To come to the aid of EDF, as the State does regularly, and to plug the public deficit which will continue to widen. A heresy denounced by all economists specializing in energy. And by the boss of the company, Jean-Bernard Levy, shocked by this decision, just like the employees.

Yesterday 4 unions launched a strike slogan for next week. Because the company which already has very proven finances has in front of it a wall of investments to be made. They amount to between 150 and 200 billion euros over the next twelve years. A sum impossible to find on the markets when the action tumbles.

How can the company get out of this crisis?

As the State is its majority shareholder, its fate depends on a political decision. The current campaign lends itself to this. Jean-Luc Mélenchon for the radical left has long advocated its renationalization. And he is now joined by the environmental candidate Yannick Jadot. This would give it the means to face the challenges of the energy transition and the aging of its nuclear fleet.

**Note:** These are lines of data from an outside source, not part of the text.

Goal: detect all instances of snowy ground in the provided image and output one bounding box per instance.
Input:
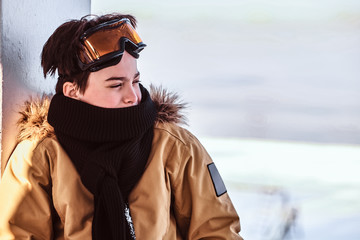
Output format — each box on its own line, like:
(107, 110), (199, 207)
(199, 137), (360, 240)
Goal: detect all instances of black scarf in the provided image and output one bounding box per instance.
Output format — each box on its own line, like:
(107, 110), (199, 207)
(48, 85), (157, 239)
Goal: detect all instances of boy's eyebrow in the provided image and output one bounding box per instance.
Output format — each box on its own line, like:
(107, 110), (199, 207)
(105, 72), (140, 81)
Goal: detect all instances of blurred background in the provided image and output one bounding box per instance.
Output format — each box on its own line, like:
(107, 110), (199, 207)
(92, 1), (360, 239)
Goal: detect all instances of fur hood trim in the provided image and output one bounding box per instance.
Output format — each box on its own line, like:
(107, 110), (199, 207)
(17, 95), (55, 142)
(149, 85), (187, 125)
(16, 85), (187, 142)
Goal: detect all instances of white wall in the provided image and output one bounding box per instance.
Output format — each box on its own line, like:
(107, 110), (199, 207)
(0, 0), (90, 174)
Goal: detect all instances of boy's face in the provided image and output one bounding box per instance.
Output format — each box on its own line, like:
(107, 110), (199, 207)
(77, 51), (142, 108)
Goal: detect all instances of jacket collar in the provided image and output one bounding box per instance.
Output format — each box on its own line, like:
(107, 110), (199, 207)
(16, 84), (187, 142)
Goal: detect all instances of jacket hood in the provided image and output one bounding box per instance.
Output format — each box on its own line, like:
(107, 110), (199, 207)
(16, 85), (187, 142)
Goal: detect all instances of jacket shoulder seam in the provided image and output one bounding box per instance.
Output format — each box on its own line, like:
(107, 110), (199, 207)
(154, 123), (189, 147)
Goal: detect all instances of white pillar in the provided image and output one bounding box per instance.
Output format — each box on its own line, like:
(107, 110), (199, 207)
(0, 0), (91, 175)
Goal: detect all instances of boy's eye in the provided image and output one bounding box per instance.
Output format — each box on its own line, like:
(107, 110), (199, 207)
(109, 83), (122, 88)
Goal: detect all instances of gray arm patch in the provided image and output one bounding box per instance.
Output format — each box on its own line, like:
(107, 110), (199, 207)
(207, 163), (227, 197)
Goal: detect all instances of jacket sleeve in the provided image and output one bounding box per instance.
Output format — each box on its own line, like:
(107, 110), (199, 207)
(171, 133), (243, 239)
(0, 140), (54, 240)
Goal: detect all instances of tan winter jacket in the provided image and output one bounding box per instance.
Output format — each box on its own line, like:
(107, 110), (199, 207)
(0, 87), (242, 239)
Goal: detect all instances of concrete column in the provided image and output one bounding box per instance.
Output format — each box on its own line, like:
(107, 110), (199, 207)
(0, 0), (90, 176)
(0, 0), (2, 176)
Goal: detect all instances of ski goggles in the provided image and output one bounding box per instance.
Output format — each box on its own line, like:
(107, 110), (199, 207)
(78, 18), (146, 72)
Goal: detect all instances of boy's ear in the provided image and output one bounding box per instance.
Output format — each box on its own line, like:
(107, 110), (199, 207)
(63, 82), (81, 100)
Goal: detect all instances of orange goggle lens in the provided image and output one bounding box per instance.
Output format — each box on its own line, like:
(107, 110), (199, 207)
(78, 18), (145, 71)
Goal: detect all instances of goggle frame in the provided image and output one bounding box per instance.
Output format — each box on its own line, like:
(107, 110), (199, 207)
(77, 18), (146, 72)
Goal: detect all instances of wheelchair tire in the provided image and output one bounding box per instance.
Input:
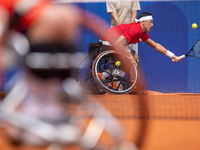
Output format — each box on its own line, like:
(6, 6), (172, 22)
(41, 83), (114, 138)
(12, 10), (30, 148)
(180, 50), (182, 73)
(92, 50), (138, 95)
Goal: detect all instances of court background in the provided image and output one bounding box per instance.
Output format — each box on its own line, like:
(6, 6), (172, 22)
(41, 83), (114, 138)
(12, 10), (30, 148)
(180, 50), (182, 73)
(3, 1), (200, 93)
(75, 0), (200, 93)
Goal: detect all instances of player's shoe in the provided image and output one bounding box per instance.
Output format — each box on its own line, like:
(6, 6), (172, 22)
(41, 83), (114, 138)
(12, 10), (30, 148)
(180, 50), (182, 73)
(108, 81), (123, 91)
(108, 82), (118, 90)
(97, 72), (102, 80)
(97, 72), (110, 80)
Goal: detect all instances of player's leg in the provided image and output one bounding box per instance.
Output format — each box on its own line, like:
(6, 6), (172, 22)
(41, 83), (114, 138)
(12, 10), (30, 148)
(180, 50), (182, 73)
(96, 45), (115, 80)
(130, 43), (138, 59)
(129, 49), (145, 95)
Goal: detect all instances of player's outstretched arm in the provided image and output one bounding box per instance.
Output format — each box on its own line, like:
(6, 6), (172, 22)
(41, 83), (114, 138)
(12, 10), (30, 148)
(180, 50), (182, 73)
(144, 38), (180, 62)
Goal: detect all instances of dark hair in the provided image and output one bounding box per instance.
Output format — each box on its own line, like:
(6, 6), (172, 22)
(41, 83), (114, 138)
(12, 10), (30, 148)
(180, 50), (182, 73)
(138, 12), (152, 19)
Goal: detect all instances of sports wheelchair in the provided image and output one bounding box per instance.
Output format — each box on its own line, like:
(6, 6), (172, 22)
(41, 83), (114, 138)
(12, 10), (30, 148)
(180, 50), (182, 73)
(75, 41), (139, 95)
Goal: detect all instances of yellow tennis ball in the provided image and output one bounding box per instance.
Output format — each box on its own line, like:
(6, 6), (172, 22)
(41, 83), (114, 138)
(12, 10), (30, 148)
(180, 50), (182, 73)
(115, 61), (121, 66)
(192, 23), (197, 29)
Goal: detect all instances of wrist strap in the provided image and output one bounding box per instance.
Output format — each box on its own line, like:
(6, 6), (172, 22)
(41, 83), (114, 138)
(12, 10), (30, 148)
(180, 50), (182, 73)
(165, 50), (174, 58)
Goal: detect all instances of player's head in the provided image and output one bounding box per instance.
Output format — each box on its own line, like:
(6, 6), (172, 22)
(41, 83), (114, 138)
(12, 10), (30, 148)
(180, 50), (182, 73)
(138, 12), (153, 21)
(138, 12), (153, 32)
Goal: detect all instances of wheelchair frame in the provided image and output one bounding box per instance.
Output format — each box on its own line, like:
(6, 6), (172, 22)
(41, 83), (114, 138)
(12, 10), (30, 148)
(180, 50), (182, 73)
(75, 42), (139, 95)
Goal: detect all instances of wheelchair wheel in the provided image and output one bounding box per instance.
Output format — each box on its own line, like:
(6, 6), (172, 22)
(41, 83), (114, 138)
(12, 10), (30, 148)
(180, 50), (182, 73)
(92, 50), (138, 95)
(75, 54), (105, 94)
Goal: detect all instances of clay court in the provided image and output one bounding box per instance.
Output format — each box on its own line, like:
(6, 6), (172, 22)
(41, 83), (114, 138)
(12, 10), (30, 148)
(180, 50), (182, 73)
(92, 91), (200, 150)
(0, 91), (200, 150)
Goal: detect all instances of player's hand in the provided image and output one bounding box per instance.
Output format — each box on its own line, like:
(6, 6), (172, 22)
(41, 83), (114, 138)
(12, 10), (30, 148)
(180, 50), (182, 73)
(172, 55), (181, 63)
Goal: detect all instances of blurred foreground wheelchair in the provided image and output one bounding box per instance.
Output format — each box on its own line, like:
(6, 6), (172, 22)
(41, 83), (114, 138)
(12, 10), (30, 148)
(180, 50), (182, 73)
(0, 31), (129, 150)
(75, 41), (139, 95)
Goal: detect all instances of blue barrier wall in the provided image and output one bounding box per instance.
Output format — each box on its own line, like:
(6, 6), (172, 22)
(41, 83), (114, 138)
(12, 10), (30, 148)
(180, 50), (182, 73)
(139, 2), (188, 93)
(75, 1), (200, 93)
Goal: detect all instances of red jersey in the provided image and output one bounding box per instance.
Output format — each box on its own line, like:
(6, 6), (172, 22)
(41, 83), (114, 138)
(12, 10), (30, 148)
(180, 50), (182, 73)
(0, 0), (50, 31)
(0, 0), (18, 15)
(101, 23), (149, 45)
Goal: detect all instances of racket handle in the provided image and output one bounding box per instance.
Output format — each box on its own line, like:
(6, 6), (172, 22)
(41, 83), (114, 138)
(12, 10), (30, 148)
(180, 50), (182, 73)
(177, 55), (185, 60)
(172, 54), (185, 62)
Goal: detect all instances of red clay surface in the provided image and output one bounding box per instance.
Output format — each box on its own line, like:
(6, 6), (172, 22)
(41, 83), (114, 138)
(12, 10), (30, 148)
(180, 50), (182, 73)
(0, 91), (200, 150)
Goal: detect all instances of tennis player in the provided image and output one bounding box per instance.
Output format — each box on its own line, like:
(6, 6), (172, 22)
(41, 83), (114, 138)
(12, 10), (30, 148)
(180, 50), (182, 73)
(0, 0), (109, 120)
(101, 12), (180, 66)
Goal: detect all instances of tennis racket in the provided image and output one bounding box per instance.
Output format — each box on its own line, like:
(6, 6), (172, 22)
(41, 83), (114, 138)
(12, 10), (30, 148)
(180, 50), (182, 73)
(177, 39), (200, 60)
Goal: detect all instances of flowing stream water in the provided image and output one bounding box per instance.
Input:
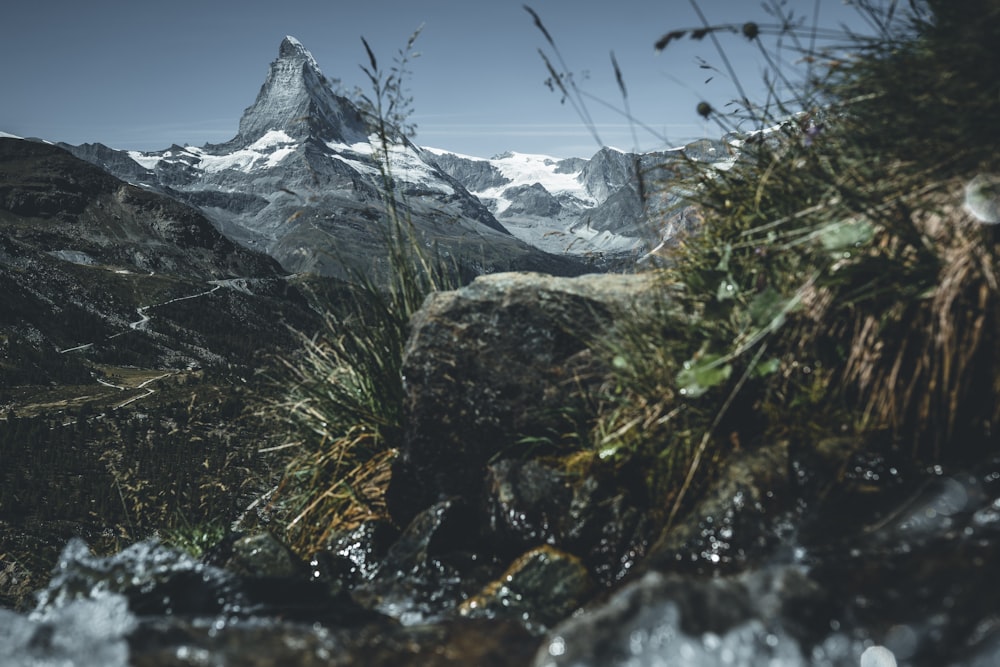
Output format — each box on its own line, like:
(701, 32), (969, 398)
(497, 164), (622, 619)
(3, 455), (1000, 666)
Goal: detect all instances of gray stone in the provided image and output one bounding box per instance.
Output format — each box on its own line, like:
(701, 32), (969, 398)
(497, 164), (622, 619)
(426, 151), (512, 191)
(482, 459), (572, 554)
(391, 271), (661, 517)
(533, 567), (829, 667)
(644, 440), (792, 574)
(227, 532), (303, 579)
(499, 183), (562, 218)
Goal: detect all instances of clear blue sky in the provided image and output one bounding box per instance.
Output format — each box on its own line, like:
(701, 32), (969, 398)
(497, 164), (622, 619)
(0, 0), (876, 159)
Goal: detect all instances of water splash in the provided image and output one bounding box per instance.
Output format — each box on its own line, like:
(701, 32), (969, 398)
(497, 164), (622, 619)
(1, 593), (135, 667)
(964, 174), (1000, 224)
(859, 645), (896, 667)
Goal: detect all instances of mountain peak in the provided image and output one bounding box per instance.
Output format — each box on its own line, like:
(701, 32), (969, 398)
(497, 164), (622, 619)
(278, 35), (322, 72)
(228, 37), (367, 148)
(279, 35), (306, 56)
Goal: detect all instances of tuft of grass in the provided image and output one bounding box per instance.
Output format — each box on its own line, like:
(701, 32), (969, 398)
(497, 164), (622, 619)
(267, 29), (454, 556)
(159, 514), (229, 559)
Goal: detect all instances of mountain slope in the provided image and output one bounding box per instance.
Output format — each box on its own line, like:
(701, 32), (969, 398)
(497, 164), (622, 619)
(0, 136), (319, 382)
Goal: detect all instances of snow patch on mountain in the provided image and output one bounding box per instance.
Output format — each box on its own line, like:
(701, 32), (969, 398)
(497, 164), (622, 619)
(126, 152), (161, 170)
(424, 148), (593, 215)
(126, 130), (297, 174)
(332, 140), (455, 195)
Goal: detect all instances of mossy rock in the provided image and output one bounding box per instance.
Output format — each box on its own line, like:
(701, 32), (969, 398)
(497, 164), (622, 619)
(460, 545), (593, 633)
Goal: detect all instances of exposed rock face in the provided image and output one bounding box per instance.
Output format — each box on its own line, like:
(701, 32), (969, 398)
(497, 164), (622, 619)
(390, 271), (661, 520)
(55, 141), (157, 187)
(427, 142), (732, 261)
(425, 151), (512, 191)
(0, 138), (280, 279)
(499, 183), (562, 218)
(229, 36), (368, 147)
(577, 147), (635, 203)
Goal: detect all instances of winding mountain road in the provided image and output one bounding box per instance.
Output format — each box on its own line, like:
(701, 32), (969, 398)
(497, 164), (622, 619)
(57, 281), (227, 410)
(109, 283), (223, 339)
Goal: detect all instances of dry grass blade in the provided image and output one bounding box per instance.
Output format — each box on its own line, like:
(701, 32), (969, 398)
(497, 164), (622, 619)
(523, 5), (556, 48)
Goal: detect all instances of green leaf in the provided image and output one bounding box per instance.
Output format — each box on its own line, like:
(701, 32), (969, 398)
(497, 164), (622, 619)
(752, 357), (781, 377)
(716, 277), (739, 301)
(748, 287), (787, 331)
(715, 243), (733, 272)
(819, 219), (874, 253)
(676, 353), (732, 398)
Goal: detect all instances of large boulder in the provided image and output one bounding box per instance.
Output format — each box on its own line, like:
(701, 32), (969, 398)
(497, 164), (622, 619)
(389, 271), (660, 521)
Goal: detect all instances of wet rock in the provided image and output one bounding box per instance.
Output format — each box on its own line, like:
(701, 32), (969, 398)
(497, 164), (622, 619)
(128, 615), (537, 667)
(0, 594), (135, 667)
(352, 499), (492, 625)
(226, 531), (304, 579)
(803, 457), (1000, 664)
(479, 456), (649, 586)
(321, 519), (399, 585)
(795, 439), (917, 546)
(35, 538), (246, 618)
(460, 545), (593, 633)
(33, 538), (377, 627)
(644, 440), (794, 574)
(391, 271), (660, 521)
(482, 459), (572, 555)
(562, 475), (650, 585)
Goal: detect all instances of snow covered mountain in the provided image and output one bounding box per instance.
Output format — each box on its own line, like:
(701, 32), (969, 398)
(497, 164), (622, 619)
(424, 138), (733, 260)
(60, 37), (583, 278)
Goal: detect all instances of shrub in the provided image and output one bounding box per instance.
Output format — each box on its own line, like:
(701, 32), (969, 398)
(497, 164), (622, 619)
(587, 0), (1000, 527)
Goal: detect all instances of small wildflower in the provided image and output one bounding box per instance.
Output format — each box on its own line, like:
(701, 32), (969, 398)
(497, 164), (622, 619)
(697, 101), (713, 118)
(742, 22), (759, 40)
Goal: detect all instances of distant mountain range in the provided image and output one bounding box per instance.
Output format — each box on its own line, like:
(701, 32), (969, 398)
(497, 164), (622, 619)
(7, 36), (732, 276)
(425, 140), (729, 258)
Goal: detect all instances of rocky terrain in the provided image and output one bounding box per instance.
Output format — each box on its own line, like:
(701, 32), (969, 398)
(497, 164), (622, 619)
(3, 4), (999, 664)
(4, 272), (1000, 666)
(0, 134), (331, 607)
(425, 138), (729, 260)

Economists first think that it is necessary to get out of this device regulated access to historical nuclear electricity. To allow the emergence of a healthy competition between actors present on the production as on the marketing of electricity.

► IN BRIEF

A tax on the super rich could solve extreme poverty.

A progressive tax of 2% on income exceeding 5 million dollars and going up to 5% beyond the billion would bring in 2520 billion dollars according to the alliance to fight against inequalities bringing together several NGOs including Oxfam. Earlier this week, Oxfam denounced the record enrichment of large fortunes during the period of covid, their wealth has doubled.